Relatedly, Weigel's argument that the Trust Agreement now “safeguards” him from liability from “good faith, reasonable mistakes” also fails. Setting aside the fact that Weigel's mistaken belief that others were paying the UST Quarterly Fees was not reasonable nor verified in any manner, the Trust Agreement does not strip the Court of its authority to enforce the Plan and Confirmation Order.
Finally, Weigel argues that the request for disgorgement must be denied because a disgorgement directive would interfere with the parties' ability “to rely on the permanency of the plan.” This argument plainly inverts the purpose behind the policy of promoting plan permanence; if the plan is not enforced, there is no permanence. Weigel does not assert that he was not obligated to file the report and pay the fees. In fact, he offers no cognizable legal or equitable argument in support of his contention that this Court cannot enforce the Plan or its Confirmation Order through disgorgement. Because the Court is enforcing the Plan and Confirmation Order, it does not find that Weigel breached his fiduciary duties.DE 2-10 at 5-7.

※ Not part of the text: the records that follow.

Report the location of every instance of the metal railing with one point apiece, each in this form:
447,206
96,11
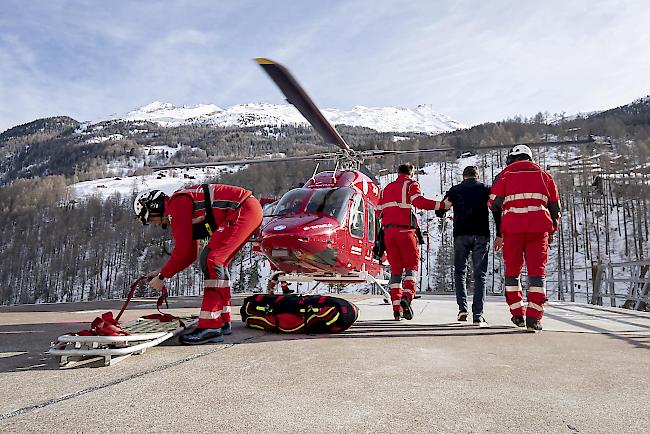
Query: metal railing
612,280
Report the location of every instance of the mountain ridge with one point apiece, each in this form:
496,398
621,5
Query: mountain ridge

Based on this record and the parties' submissions, the Court concludes that under the Plan, the Code and the authority of court decisions, the Bankruptcy Court had the equitable power to direct disgorgement for the purpose of enforcing the Plan and Confirmation Order and the Court's requirement that the Quarterly Fees be paid by Weigel with the funds entrusted to him. Furthermore, the record clearly reflects that Judge Trust invested substantial effort and time, applying considerable diligence, thoroughness and fairness to this matter. Accordingly, the Court affirms the Bankruptcy Court's Order in all respects.
CONCLUSION
For the foregoing reasons, the Court affirms the rulings of the Bankruptcy Court in all respects. Appellant's appeal is denied with prejudice. The Clerk of the Court shall enter judgment accordingly and close the case.